One classic difficult case is the game of Go. In the United States it’s called Go, which is a very common English word, and it’s impossible to find on Twitter. So if you started with that as your filtering mechanism, you would not end up with a conversation about the game of Go. What we end up doing in cases like this is using techniques of text analysis to refine and refine and refine it until we get to the conversation we are looking for. So in the case of Go, we add “stones”, “queue” and other words associated with Go, and then we start getting a corpus of tweets about the game. Once you’ve done that, you make sure you address the sentiment model to the kinds of conversations people would have in that domain. A sentiment model that’s not trained on the conversation you’re looking for is typically going to be somewhat unreliable, and as a data scientist, I often recommend that we don’t take a generic plus, minus, neutral sentiment and try to predict things with it. Partly it’s an approach. I think we need to put a lot of pressure on data scientists to be very careful that we are answering the question that we are supposed to be answering.

Could you talk about some of the challenges you think data science is going to face in the future? How do you see the complexity increasing in the data science profession?

Hendrickson: Well that’s probably two or three dimensions. At a high level I think that there are the big data challenges which are velocity and scale. There’s over a billion Tweets every two days—so it’s a lot of tweets coming through and that’s hard to handle. There are set of technologies growing through a discipline that we’re calling 'big data engineering' or 'big data architecture'—things that are helping build up scaleable technologies for the large side. 

The second kind would be more of the model-building and the amount of computing power that we have, plus the evolution of techniques over the last few years, which has enabled all kinds of amazing results from recommendation engines. And then there’s predictive analytics, and you know there are so many amazing things happening on that side.

I think the other thing you’re bringing up is there really is a need for the profession to take seriously the concerns of doing the work well, and having integrity around knowing the pitfalls and avoiding them. Doing the work for good is also very important—doing the data science work in the service of things that build society.
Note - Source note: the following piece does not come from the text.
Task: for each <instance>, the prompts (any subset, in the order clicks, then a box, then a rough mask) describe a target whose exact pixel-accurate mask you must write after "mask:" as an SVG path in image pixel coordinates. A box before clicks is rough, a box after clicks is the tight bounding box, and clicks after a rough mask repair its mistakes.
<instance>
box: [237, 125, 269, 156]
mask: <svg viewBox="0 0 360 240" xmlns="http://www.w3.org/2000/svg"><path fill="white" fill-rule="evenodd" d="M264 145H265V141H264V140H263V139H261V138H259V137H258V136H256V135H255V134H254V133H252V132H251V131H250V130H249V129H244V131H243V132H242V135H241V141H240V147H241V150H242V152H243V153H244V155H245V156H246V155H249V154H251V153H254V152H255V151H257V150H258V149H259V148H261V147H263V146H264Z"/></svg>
Twitter users behave in a certain way, and I presume you can analyze all that behavior in a very concrete manner. But the profiles of the users themselves are a bit of a black box, right? I mean, you don’t know if a certain segment of users is already a customer of, let’s say, Brand X or Y. Do you have any way of segmenting the users themselves, of finding out any information about the users, maybe an anonymous way, that helps you segment them?

Hendrickson: So those are usually solutions that the company implements—not Twitter—and that’s partly about permission and explicit customer expectations. We’re very careful with the customer experience and not creating any unpleasant surprises, so in each case we require that the customer gives permission for connecting their personal data to any other internal personal data. And so you will see this happening very successfully in some places, where during the log-in experience you’re asked if you’re connecting your Twitter handle to Acme Widgets’ campaign—whoever Acme Widgets is—and in those cases there are some amazing customer experiences happening.

Truscello: To add to that, quite often the major brands spend a lot of money in primary research, and they have this perspective of their customers that are defined by a certain profile. There are different ways to think about this, depending on your need. But we do spend a lot of time there too. I think the conversational analysis is where there are a lot of ah-hahs and unknowns about your customer base that you can now get because they’re out there actively talking about those things everyday—whether they mention the brand or product specifically often doesn’t matter. What’s the more interesting is that they’re talking about the category of your product—you can discover a lot from there.